FIRST LOOK: Juried Student Art Show

FIRST LOOK: Juried Student Art Show

Story by Debora Biasutti

Inspired by Nicholas Cage, John Travolta, the movie “Face Off” and trippy narratives, UW-Eau Claire students Ben Larson and Michelle Chrzanowski created a book called “Oscillation,” which they silk-screened by hand in Larson’s basement.

“I was totally down with running with this idea, since I thought it was weird and fun and would be a good challenge to illustrate for me,” said Chrzanowski, a senior
illustration major.

Larson and Chrzanowski’s work will be one of the many submitted by students in the 54th annual Juried Student Art Show. The show is happening tonight starting at 7:30 p.m. in the Foster Gallery and the winners and recipients of art scholarships will be announced at 8 p.m.

Every year a different guest artist is asked to be the juror, who decides the artworks that will be on display in the gallery and which pieces will receive the awards. This year’s juror for the show is Charles Beneke, an associate professor of art at the University of Akron in Ohio.

It’s Beneke’s first time in Eau Claire and he said that it has been a great time, with both faculty and students being very welcoming.

“I had the opportunity to visit with students while looking at some of my prints and really appreciated the questions and feedback that they gave me about my work,” he said.
Although this is the third year that Chrzanowski has submitted her work to the juried show, she said she never creates something seeking outside validation. Rather Chrzanowski only produces a piece that she feels strong about, she said.

“The process of creating work is always a roller coaster ride of feeling good about it; then struggling, then feeling good again, then hating it and maybe in the end learning to love it,” she said.

When judging, Beneke said he looks for work that is conceptually challenging in which students were making informed decisions and using form, composition and media to effectively address their content. What he found interesting about the student pieces is that very often it was difficult to determine whether the work was from beginning, intermediate, or advanced level students, Beneke said.

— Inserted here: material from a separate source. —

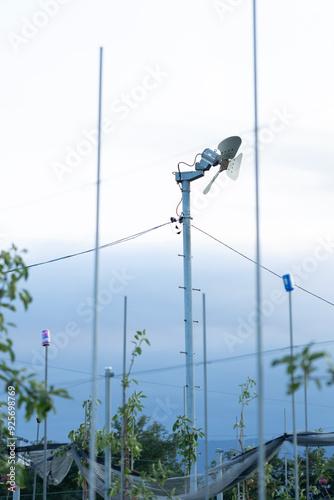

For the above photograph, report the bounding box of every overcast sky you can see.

“I found all of the work to be complex and challenging, a reflection of the high standards set for students and their willingness to rise to meet these goals,” he said.

Having your piece judged and exposed at the Foster Gallery can bring benefits academically and professionally, Chrzanowski said. It also looks good in the resume and exposes your hard work, she said.

“It’s a tangible way to document your work beyond academia,” she said. “It’s also interesting to see your work in multiple contexts.”

Beneke said that based upon the time that he spent with students and faculty and the work submitted for the Juried Student Art Show, he thinks the university has a fantastic art program.

“The faculty is an active, collegial group of driven artists and educators and the students are hard working and clearly, deeply engaged,” he said.